The facts in that case are distinguishable from the facts in the case at bar. Here, the mother, Effie D. Crisp, was never in possession of the property; she never received any benefits from the property; she was not morally or legally obligated to pay the taxes either as a mother or as a mortgagee, nor had she ever paid the taxes except through purchasing the tax certificate. She had the legal right to purchase the tax certificate and acquire the County Treasurer’s Tax Deed.

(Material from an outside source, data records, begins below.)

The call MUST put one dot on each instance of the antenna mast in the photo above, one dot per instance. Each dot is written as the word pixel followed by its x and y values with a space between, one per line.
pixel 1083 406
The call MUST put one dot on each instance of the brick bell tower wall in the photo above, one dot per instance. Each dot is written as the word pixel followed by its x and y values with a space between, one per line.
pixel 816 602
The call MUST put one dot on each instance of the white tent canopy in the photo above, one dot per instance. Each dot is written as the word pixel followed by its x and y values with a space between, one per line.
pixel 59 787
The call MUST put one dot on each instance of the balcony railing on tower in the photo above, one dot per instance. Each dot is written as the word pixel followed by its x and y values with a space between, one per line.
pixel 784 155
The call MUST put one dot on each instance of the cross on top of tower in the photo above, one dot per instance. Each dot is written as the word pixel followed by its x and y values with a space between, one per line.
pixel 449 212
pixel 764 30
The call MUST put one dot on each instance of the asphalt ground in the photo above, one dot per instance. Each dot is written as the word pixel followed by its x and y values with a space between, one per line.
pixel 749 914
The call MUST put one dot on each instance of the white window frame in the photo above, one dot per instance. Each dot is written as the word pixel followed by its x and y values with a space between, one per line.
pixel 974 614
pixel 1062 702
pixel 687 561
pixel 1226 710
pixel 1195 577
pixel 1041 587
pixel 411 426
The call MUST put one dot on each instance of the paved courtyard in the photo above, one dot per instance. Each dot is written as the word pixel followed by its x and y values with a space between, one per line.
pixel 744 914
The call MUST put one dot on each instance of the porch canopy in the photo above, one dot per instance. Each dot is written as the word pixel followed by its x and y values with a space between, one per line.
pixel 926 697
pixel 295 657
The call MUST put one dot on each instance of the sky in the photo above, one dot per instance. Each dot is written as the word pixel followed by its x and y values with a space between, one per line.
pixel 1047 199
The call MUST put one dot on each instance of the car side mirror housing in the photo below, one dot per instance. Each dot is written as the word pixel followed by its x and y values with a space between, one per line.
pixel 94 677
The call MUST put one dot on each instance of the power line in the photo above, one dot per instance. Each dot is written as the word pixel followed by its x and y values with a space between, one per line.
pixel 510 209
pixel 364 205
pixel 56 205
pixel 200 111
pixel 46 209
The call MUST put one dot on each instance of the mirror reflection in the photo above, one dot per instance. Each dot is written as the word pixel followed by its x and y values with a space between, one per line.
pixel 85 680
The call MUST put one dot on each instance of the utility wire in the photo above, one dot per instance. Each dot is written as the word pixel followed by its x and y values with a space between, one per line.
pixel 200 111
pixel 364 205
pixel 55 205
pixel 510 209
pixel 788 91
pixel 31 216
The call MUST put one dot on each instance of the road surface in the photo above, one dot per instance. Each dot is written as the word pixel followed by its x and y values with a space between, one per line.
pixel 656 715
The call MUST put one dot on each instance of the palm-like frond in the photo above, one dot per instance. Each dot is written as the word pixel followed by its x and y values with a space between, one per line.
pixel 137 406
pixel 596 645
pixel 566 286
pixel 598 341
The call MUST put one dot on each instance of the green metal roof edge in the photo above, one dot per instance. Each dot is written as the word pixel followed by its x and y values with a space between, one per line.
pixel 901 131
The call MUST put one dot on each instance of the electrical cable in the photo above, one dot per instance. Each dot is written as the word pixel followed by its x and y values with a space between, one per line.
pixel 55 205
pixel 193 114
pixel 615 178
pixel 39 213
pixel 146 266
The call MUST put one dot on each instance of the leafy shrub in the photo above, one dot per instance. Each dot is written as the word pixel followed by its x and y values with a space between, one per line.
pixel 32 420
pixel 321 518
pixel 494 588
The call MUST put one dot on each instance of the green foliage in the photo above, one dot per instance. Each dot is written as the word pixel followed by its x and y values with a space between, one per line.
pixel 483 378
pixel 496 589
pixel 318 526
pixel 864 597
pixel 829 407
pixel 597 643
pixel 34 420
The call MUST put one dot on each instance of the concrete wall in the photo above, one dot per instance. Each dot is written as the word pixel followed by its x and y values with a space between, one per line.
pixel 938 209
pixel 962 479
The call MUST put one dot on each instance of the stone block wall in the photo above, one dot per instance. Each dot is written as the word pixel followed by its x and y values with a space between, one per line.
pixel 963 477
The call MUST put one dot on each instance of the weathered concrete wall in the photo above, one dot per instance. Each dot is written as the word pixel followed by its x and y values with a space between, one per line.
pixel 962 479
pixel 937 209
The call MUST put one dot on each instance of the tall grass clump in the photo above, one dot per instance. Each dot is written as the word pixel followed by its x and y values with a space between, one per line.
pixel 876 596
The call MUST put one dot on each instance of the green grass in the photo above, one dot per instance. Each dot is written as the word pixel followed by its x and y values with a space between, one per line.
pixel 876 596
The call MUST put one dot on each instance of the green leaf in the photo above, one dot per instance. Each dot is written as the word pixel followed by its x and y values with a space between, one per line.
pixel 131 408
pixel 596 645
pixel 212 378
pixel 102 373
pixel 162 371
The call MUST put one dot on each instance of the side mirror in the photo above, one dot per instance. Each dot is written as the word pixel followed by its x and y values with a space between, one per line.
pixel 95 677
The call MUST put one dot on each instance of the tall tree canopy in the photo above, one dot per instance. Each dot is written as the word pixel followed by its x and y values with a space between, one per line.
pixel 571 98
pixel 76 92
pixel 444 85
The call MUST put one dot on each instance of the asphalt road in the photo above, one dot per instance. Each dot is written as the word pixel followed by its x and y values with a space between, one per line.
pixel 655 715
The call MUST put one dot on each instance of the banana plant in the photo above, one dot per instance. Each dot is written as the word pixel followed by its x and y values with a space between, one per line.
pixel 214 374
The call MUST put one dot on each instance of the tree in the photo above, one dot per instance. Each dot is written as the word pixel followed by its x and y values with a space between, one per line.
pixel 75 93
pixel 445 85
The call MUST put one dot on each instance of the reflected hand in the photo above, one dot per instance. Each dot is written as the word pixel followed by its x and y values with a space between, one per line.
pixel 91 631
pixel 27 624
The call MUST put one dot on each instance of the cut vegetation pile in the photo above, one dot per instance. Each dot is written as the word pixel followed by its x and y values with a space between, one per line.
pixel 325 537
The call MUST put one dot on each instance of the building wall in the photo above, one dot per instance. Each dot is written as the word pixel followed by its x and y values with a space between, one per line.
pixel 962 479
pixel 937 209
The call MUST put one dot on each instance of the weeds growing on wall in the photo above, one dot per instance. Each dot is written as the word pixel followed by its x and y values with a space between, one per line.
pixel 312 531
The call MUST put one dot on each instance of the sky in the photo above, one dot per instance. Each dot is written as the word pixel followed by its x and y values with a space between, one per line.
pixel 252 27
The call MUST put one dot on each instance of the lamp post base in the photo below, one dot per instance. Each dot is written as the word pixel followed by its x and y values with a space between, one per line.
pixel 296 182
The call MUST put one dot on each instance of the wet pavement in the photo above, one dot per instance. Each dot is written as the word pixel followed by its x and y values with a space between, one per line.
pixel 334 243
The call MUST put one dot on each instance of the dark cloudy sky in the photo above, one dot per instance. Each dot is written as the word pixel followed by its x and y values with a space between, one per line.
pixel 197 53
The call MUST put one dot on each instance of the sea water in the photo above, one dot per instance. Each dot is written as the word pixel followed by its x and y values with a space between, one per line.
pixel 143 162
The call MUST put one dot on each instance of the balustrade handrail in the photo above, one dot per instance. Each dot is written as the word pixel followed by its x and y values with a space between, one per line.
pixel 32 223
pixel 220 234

Since the law is well established in this jurisdiction that in the absence of an obligation or duty on the part of the mortgagee to pay taxes, such mortgagee is not disqualified to acquire a County' Treasurer’s Tax Deed and assert his title acquired through such tax deed against the mortgagor; and, since our statutory provisions specially provide that a tax deed “shall vest in the grantee an absolute estate in fee simple [title] in such lands”, without qualifications; and, since the mortgagee in the instant action was given notice of the application for the tax deed and could have protected his rights; and since, in my judgment, a mortgagee owes no more duty to another mortgagee than he owes to a mortgagor, I am of the opinion that the mortgagee was a qualified purchaser of the tax deed and can assert her title against the world (see Stith v. Gidney, supra,) which would include the senior mortgagee in the instant action.

For the foregoing reasons, I dissent to the opinion promulgated by a majority of my associates.

I am authorized to state that BLACKBIRD, C. J., concurs in the views herein expressed.